Compilers have a well-deserved reputation for presenting their users with a bewildering array of options, none of which make particular sense. The truth is that very few of these options are really necessary to tune, but picking correct compiler settings can make a huge difference in application performance. Furthermore, you don't need to completely understand how the compiler works in order to properly optimize your applications. [9]

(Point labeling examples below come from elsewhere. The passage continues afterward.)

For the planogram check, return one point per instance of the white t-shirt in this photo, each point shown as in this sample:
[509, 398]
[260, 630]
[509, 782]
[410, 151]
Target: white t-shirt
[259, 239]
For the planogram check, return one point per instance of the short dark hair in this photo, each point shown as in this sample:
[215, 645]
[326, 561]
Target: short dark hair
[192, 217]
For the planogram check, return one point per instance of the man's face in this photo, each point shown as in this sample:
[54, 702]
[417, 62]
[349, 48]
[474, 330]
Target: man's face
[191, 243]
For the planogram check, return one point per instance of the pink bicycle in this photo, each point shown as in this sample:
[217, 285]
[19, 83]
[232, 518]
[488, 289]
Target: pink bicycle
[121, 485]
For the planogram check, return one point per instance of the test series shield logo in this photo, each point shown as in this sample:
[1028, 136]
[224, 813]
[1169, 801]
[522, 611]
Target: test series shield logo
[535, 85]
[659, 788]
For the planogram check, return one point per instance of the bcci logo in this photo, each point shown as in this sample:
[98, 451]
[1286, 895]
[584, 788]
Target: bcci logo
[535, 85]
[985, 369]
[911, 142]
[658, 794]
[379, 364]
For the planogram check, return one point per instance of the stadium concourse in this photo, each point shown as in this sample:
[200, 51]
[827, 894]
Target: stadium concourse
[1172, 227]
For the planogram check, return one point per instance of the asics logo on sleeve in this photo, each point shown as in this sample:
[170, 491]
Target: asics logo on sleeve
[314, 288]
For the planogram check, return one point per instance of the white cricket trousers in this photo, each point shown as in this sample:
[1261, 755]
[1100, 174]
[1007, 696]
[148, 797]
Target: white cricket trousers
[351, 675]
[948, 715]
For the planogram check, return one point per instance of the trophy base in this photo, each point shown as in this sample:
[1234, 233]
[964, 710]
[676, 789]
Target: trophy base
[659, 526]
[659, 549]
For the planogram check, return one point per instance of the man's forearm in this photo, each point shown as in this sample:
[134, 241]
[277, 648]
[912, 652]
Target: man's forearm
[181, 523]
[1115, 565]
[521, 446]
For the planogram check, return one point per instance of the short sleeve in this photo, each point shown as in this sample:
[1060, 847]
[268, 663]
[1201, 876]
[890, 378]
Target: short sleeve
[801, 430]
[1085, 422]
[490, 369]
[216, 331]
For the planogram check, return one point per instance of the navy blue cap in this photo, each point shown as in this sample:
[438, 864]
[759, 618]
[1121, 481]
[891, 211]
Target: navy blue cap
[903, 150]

[9] However, if you are interested in learning about how, exactly, a compiler works, read Compilers: Principles, Techniques, and Tools by A. Aho, R. Sethi, and J. Ullman (Addison Wesley). This is commonly known as "the dragon book" and is one of the best textbooks on the theory behind compiler design.
There are two compilers in widespread use in the Sun and Linux worlds . The first is the Forte Developer compilers, which are sold by Sun as the follow-on to the now-obsolete Sun WorkShop compilers. More information, including a trial download, is available at http://www.sun.com/forte/. The second is the free GNU compiler, gcc . The chief advantages of gcc are that it is free and has been ported to a wide variety of platforms; it is almost always available, even for esoteric systems. In my opinion, the Forte Developer compilers generate significantly better code, and are much better documented and easier to work with. We will focus here primarily on options for the Forte compilers. No matter what, keep in mind that compilers are constantly being optimized and refined. It pays to have the most recent version of the compilers, as it's not unusual to see speedups in the 10 to 15% range with each new major compiler release.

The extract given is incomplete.